Istana Sebut 2 Raksasa Otomotif Jepang Tunda Rencana Cabut Dari Ri

Sedang Trending 2 jam yang lalu

Jakarta -

Menteri Sekretaris Negara Prasetyo Hadi mengungkapkan dua raksasa otomotif asal Jepang nan mempunyai pabrik di Jawa Timur menunda rencana hengkang dari Indonesia. Dua perusahaan itu sebelumnya disebut mau cabut ke Vietnam untuk mendapatkan ekosistem industri pengembangan mobil listrik nan lebih baik.

Pria nan sekarang juga memimpin Satgas Mitigasi PHK mengungkapkan beberapa pemangku kepentingan sudah terjun ke lapangan untuk menindaklanjuti masalah ini.

"Alhamdulillah tadi dilaporkan oleh teman-teman di nan memang turun ke lapangan bahwa rencana perpindahan itu untuk sementara bisa ditunda, artinya tidak terjadi perpindahan ke Vietnam," beber Prasetyo usai rapat di DPR, Jumat (26/6/2026).

SCROLL TO CONTINUE WITH CONTENT

Menurutnya, masalah ini juga menjadi salah satu tugas pokok dari Satgas Mitigasi PHK. Pihaknya bakal mendeteksi sedini mungkin persoalan nan memicu PHK dan mencari jalan keluarnya.

"Ini lah nan salah satu tugas dari tim Satgas Mitigasi ya, berusaha, berupaya untuk sedini mungkin melakukan deteksi, sedini mungkin melakukan mitigasi dan mencari jalan keluar permasalahan-permasalahan nan timbul," kata Prasetyo.

Sebelumnya, Kementerian Perindustrian (Kemenperin) menegaskan dua perusahaan industri komponen otomotif nan disebut-sebut bakal merelokasi akomodasi produksinya dari Indonesia ke Vietnam tetap beraksi normal. Tidak ada rencana relokasi maupun pemutusan hubungan kerja (PHK) di kedua perusahaan tersebut.

Hal ini disampaikan Juru Bicara Kemenperin Febri Hendri Antoni Arief usai Menteri Perindustrian Agus Gumiwang Kartasasmita memerintahkan Direktur Jenderal Industri Logam, Mesin, Alat Transportasi, dan Elektronika (Dirjen ILMATE) untuk menelusuri kebenaran rumor tersebut.

"Pada hari Minggu sore tanggal 21 Juni 2026, Bapak Menteri Perindustrian telah memerintahkan Dirjen ILMATE untuk menelusuri kebenaran info relokasi perusahaan industri komponen otomotif dari Indonesia ke Vietnam.
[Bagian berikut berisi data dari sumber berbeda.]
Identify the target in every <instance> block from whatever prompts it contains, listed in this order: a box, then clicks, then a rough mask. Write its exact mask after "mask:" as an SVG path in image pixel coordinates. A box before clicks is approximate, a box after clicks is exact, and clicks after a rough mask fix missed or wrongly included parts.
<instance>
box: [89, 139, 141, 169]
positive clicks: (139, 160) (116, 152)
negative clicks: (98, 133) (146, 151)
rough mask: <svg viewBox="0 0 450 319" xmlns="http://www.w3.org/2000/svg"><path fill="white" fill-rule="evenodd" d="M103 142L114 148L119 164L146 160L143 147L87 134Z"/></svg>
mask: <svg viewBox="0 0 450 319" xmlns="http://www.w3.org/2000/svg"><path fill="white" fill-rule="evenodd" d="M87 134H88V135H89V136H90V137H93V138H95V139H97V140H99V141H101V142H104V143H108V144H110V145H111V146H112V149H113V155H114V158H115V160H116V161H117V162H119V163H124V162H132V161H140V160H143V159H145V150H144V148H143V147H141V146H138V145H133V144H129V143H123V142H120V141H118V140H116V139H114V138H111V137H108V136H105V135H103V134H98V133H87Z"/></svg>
Mempertimbangkan kehati-hatian dan sensitivitas rumor ini bagi industri dan investasi asing pada sektor industri otomotif Indonesia, maka pada hari ini kami menyampaikan temuan lapangannya pada publik," ujar Febri dalam keterangan tertulis, Rabu (24/6/2026) kemarin.

Berdasarkan penelusuran Dirjen ILMATE diperoleh temuan sebagai berikut:

Pertama, PT. J dan PT S. alias PT JAI dan PT SAI sama-sama berlokasi di provinsi Jawa Timur, di mana PT. JAI berlokasi di Kabupaten Pasuruan dan PT. SAI berlokasi di Kabupaten Mojokerto. Kedua perusahaan tersebut juga tercatat aktif menyampaikan laporan aktivitas industri melalui Sistem Informasi Industri Nasional (SIINas) secara rutin sesuai ketentuan nan bertindak pada Permenperin 13 Tahun 2025.

Kedua, Kemenperin mendapatkan konfirmasi dari pihak perusahaan bahwa dua perusahaan industri PT. JAI dan PT. SAI nan muncul dalam pemberitaan relokasi akomodasi produksi dari Indonesia ke Vietnam dan PHK patut diduga memang kedua perusahaan tersebut.

Ketiga, akomodasi produksi PT. JAI dan PT SAI tetap beraksi secara normal di Indonesia dan tetap menjalankan aktivitas produksi sebagaimana biasanya. Belum ada rencana relokasi akomodasi produksi dua perusahaan industri tersebut dari Indonesia ke Vietnam. Begitu juga dengan rumor PHK, pihak perusahaan juga menyatakan bahwa tidak ada pengurangan tenaga kerja ataupun PHK pada akomodasi produksi mereka.

"Berdasarkan hasil penelusuran kebenaran info ini, kami dari Kementerian Perindustrian sementara menyimpulkan bahwa pertama belum ada rencana relokasi akomodasi produksi PT. JAI dan PT. SAI dari Indonesia ke Vietnam. Dan kedua tidak ada pengurangan tenaga kerja alias PHK pada dua perusahaan industri tersebut," ungkapnya.